In the past, I’ve directed a group of poachers on roller skates. I’ve written a noir play about a real estate agent who lost his pen. I’ve rapped two verses of Fergie’s masterpiece “Fergalicious” in front of a crowd of people.
And none of that was atypical at UChicago’s quarterly Theater[24] festivals. During the first week of the quarter, students meet at 6:30 p.m. Friday in the Reynold’s Club Francis X. Kinahan Theater to introduce themselves. The introductions—which can comprise anything from one student singing to another fitting her body through a coat hanger (I’ve seen it)—help the writers craft their characters. The students will spend the next 24 hours, beginning at 8 p.m. Friday, writing, designing, directing, and rehearsing six one-act plays. It all culminates in a Saturday night performance of all six plays.
The curators, a group of students who organize the festival, decide based on applications who is directing, acting, writing, and designing. Before the festival starts, they pick a theme, and sometimes also even choose words and phrases that the playwrights must incorporate into their scripts. When I wrote for the festival, I was given a cardboard box, and the curators told me that it needed to be integral to my storyline.
At 8 p.m. on Friday, the curators take the writers to a secret location near campus, where the playwriting will continue through the night. They come stocked with caffeine, sugar, and energy food, taking breaks only for sporadic dance parties and script feedback sessions.

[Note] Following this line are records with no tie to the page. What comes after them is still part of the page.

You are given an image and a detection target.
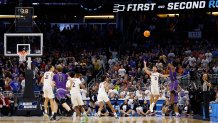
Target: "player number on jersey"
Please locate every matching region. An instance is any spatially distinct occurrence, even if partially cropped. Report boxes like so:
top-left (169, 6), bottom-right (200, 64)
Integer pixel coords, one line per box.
top-left (154, 77), bottom-right (157, 80)
top-left (45, 74), bottom-right (49, 79)
top-left (72, 82), bottom-right (75, 87)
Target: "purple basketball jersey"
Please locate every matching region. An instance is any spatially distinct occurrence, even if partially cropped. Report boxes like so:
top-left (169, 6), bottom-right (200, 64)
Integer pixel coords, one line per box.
top-left (169, 80), bottom-right (178, 91)
top-left (53, 73), bottom-right (67, 89)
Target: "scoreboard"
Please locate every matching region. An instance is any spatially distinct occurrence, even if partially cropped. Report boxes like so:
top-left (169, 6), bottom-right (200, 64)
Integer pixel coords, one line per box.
top-left (15, 7), bottom-right (34, 27)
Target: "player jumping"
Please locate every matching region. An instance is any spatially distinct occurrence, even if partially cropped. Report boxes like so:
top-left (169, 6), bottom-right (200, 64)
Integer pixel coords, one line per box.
top-left (97, 76), bottom-right (118, 119)
top-left (144, 61), bottom-right (169, 115)
top-left (41, 66), bottom-right (56, 119)
top-left (66, 73), bottom-right (88, 120)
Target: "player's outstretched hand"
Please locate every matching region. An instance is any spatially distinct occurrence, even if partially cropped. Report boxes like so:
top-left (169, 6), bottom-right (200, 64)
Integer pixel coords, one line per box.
top-left (144, 61), bottom-right (147, 65)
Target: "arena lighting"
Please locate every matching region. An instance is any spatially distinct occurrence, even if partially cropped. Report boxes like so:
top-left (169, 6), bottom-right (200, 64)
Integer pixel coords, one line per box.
top-left (84, 15), bottom-right (114, 19)
top-left (157, 14), bottom-right (179, 18)
top-left (0, 15), bottom-right (37, 19)
top-left (207, 12), bottom-right (218, 16)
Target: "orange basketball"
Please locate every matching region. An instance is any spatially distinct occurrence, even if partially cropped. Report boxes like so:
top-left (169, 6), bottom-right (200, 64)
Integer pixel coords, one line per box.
top-left (144, 30), bottom-right (151, 38)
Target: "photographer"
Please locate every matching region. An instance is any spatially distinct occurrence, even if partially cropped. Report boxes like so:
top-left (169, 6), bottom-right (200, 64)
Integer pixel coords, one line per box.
top-left (202, 74), bottom-right (211, 120)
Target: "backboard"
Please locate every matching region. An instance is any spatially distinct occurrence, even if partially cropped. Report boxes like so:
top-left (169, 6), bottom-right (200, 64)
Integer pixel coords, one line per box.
top-left (4, 33), bottom-right (43, 56)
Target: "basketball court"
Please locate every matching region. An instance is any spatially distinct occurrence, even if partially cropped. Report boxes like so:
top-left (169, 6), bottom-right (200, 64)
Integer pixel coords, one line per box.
top-left (0, 116), bottom-right (218, 123)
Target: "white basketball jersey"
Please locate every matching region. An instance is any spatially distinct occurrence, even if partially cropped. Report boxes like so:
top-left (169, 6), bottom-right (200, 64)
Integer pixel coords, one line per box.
top-left (98, 82), bottom-right (107, 95)
top-left (66, 78), bottom-right (82, 94)
top-left (150, 72), bottom-right (160, 86)
top-left (43, 71), bottom-right (53, 87)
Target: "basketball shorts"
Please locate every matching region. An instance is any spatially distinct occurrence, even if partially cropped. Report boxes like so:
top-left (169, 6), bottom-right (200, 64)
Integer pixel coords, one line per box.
top-left (97, 94), bottom-right (110, 102)
top-left (56, 88), bottom-right (67, 100)
top-left (151, 85), bottom-right (160, 95)
top-left (71, 93), bottom-right (84, 107)
top-left (43, 87), bottom-right (54, 99)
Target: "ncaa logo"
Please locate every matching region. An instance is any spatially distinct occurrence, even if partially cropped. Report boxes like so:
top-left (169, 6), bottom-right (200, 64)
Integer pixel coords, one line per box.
top-left (113, 4), bottom-right (125, 12)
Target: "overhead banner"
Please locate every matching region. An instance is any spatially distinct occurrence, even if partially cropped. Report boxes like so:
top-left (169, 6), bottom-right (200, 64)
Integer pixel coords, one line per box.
top-left (113, 0), bottom-right (218, 13)
top-left (188, 31), bottom-right (202, 39)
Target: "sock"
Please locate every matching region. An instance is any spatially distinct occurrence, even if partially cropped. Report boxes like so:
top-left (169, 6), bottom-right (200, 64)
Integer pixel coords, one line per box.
top-left (73, 112), bottom-right (76, 117)
top-left (98, 111), bottom-right (101, 116)
top-left (114, 112), bottom-right (117, 117)
top-left (68, 110), bottom-right (73, 115)
top-left (176, 112), bottom-right (179, 116)
top-left (149, 103), bottom-right (155, 113)
top-left (83, 112), bottom-right (87, 116)
top-left (152, 103), bottom-right (155, 109)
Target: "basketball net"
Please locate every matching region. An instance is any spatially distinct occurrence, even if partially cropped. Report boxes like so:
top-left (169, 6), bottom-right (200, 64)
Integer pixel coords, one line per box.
top-left (17, 51), bottom-right (29, 62)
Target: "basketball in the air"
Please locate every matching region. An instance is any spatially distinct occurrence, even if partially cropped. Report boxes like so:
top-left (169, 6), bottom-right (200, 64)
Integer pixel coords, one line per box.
top-left (144, 30), bottom-right (151, 38)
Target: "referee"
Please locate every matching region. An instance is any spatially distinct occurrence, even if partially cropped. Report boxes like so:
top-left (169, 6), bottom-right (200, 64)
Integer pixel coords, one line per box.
top-left (202, 74), bottom-right (211, 120)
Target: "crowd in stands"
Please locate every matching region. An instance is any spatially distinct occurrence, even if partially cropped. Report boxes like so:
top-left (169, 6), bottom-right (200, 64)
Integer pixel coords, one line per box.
top-left (0, 12), bottom-right (218, 116)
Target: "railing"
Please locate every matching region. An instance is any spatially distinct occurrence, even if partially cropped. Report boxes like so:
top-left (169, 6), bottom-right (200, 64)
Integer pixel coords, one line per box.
top-left (3, 91), bottom-right (40, 98)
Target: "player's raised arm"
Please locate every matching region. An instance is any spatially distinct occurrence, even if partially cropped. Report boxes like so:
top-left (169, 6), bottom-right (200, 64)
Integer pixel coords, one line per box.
top-left (144, 61), bottom-right (151, 75)
top-left (39, 75), bottom-right (44, 84)
top-left (79, 81), bottom-right (86, 89)
top-left (160, 74), bottom-right (170, 78)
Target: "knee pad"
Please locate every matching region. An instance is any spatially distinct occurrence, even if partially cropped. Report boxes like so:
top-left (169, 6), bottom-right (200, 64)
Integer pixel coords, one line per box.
top-left (60, 99), bottom-right (66, 104)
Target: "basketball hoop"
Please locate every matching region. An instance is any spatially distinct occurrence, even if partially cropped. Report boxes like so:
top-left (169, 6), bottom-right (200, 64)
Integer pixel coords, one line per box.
top-left (17, 50), bottom-right (29, 62)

The next morning at 9 a.m., the directors, designers, and actors meet for a community breakfast and a read-through, and then each artistic team separates to rehearse throughout the day. This fall was my fifth time participating in Theater[24], and my second time directing. I’ve also acted. Because it's possible to take part in the festival within one 12-hour block, it’s a great way for the uninitiated to try theater without having to invest a serious amount of time. Sasha Ayvazov, a fourth-year curator who has been participating in Theater[24] since his first quarter on campus, explains, “Theater[24] demands not your skill and talent, but your passion and commitment, and it evens the playing field enough to be the ultimate introduction to theater and the theater community on campus.”
The play I directed this fall was called Escape from Horse Camp. The protagonist tries to break free from a summer camp haunted by creepy horse lovers and a horse ghost named $tarfire. Horses and ghosts were themes in this quarter’s festival, which led to plays with titles like If Everyone Was an Animal, Would You Think That Was Funny, Audience? The plays are silly, bawdy, and often absurd, but that’s part of the experience.
“Theater[24] is not just low stakes; it’s no stakes. No one expects a good play to come out of a 12-hour sleep-deprived, caffeine-driven writing session. No one expects special effects, a beautiful set, or inspired choreography from a 10-hour rehearsal process, or that the actors even know their lines for a show that didn’t exist until that morning,” Ayvazov says, “That’s exactly why the plays are so good, the directing and design so inspired, and the improvisation so on point. With the complete lack of expectation comes the freedom to disregard convention and create the kind of theater you want to watch.”